Не оказалось возле пушки Лютова! Оглядевшись Донцов не обнаружил его ни у ближних окопов, ни у реки, не видать было и на аллеях сквера. «Ушел-таки? Трухнул политрук!.. Да так и лучше, — с неожиданным облегчением подумал сержант, — без него свободнее — не так страшно, если что…» На всякий случай наводчик спросил о нем пехотного стрелка, что мостился в ближней ячейке.

— Туда, туда пошел твой командир; — стрелок показал на мост.

Донцов, тараща глаза, стал всматриваться в серые толпы солдат, отходящих в тыл через чугунный мост, еще надеясь отыскать лейтенанта Лютова.

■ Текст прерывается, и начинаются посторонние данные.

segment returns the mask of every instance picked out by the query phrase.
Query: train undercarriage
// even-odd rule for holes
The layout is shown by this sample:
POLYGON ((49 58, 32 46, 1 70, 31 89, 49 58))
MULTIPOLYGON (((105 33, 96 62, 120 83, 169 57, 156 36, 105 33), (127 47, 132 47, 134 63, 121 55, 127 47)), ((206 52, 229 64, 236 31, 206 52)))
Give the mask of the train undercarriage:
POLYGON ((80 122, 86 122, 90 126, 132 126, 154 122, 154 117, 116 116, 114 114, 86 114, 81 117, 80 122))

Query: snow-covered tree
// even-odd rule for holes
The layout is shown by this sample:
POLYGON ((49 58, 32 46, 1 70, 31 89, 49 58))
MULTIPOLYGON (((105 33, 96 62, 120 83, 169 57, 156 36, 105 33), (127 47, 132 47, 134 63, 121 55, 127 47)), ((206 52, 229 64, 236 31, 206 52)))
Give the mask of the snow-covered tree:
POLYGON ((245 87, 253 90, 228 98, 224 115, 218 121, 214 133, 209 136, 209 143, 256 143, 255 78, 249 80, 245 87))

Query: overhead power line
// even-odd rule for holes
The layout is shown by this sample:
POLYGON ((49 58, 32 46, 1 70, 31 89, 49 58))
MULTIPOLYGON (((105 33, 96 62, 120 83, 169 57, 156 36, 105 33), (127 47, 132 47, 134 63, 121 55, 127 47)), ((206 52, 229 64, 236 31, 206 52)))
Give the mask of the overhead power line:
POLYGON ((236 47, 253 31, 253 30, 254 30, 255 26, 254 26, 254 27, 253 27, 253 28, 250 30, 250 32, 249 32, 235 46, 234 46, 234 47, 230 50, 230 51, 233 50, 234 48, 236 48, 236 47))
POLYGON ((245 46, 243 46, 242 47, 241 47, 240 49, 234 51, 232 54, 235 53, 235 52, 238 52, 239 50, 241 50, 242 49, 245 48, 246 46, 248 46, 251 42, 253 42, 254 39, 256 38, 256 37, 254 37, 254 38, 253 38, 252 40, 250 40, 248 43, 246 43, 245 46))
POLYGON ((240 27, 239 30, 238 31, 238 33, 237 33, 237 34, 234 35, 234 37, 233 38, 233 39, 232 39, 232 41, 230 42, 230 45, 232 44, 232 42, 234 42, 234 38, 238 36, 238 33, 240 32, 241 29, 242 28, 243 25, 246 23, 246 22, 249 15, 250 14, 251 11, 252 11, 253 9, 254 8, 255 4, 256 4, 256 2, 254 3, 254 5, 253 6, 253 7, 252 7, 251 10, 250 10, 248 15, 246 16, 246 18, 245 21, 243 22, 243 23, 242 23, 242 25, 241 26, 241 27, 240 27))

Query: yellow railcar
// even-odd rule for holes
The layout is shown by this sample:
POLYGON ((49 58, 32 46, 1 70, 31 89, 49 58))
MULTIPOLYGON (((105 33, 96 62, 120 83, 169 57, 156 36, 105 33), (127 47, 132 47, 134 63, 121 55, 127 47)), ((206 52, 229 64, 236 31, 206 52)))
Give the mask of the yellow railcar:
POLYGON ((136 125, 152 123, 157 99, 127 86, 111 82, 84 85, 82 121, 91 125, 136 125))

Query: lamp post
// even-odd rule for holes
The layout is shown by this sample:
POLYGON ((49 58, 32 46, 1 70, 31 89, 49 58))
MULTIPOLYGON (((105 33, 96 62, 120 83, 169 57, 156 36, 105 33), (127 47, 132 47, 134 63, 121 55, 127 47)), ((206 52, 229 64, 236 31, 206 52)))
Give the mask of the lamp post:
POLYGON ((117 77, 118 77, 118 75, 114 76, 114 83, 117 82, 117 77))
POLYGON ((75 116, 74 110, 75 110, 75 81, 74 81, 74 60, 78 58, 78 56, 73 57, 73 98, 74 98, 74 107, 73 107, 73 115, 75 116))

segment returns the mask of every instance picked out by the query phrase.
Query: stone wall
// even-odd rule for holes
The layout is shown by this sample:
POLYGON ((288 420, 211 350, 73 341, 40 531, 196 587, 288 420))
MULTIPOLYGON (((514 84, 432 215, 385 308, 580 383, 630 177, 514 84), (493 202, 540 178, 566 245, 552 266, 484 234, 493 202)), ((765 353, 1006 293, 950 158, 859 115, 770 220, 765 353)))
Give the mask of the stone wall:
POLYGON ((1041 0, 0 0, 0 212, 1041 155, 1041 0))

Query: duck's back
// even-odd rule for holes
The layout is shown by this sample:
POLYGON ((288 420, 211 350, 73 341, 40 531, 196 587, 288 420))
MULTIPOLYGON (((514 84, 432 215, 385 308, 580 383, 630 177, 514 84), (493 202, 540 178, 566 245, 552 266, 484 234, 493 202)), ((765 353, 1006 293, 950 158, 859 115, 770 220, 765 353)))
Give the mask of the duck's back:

— Иголку в сене ищешь, сержант, — с откровенной безутешностью сказал пехотинец.

Не слушая красноармейца, Денис перевел взгляд на взрытый берег, на окопы и траншеи, на копошившихся в них солдат, и вновь обострилось осознание безнадежности и непрочности новой оборонительной линии. И лишь родная Плава, теперь уже река рубежная, внушала к себе доверие и представилась в воображении Донцова мало-мальски серьезным препятствием для врага. Может статься, все то, что есть на правом берегу, будет спасено, уцелеет, выживет. Ниже по течению, в десятке верст от Плавска, на том же берегу стоит и его изба, где живут кровные и самые дорогие для него люди, ради которых и он сам, и все другие солдаты должны оставаться на левом берегу и стоять насмерть.

Пехотинец, полагая, что сержант мается думая о своем командире, попытался утешить его:

— Ушел и ушел — чиво теперь тужить-то. Кому дорога — тому идти: вольному — воля, ходячему — путь… Лезь в окоп, браток, перекурим это дело.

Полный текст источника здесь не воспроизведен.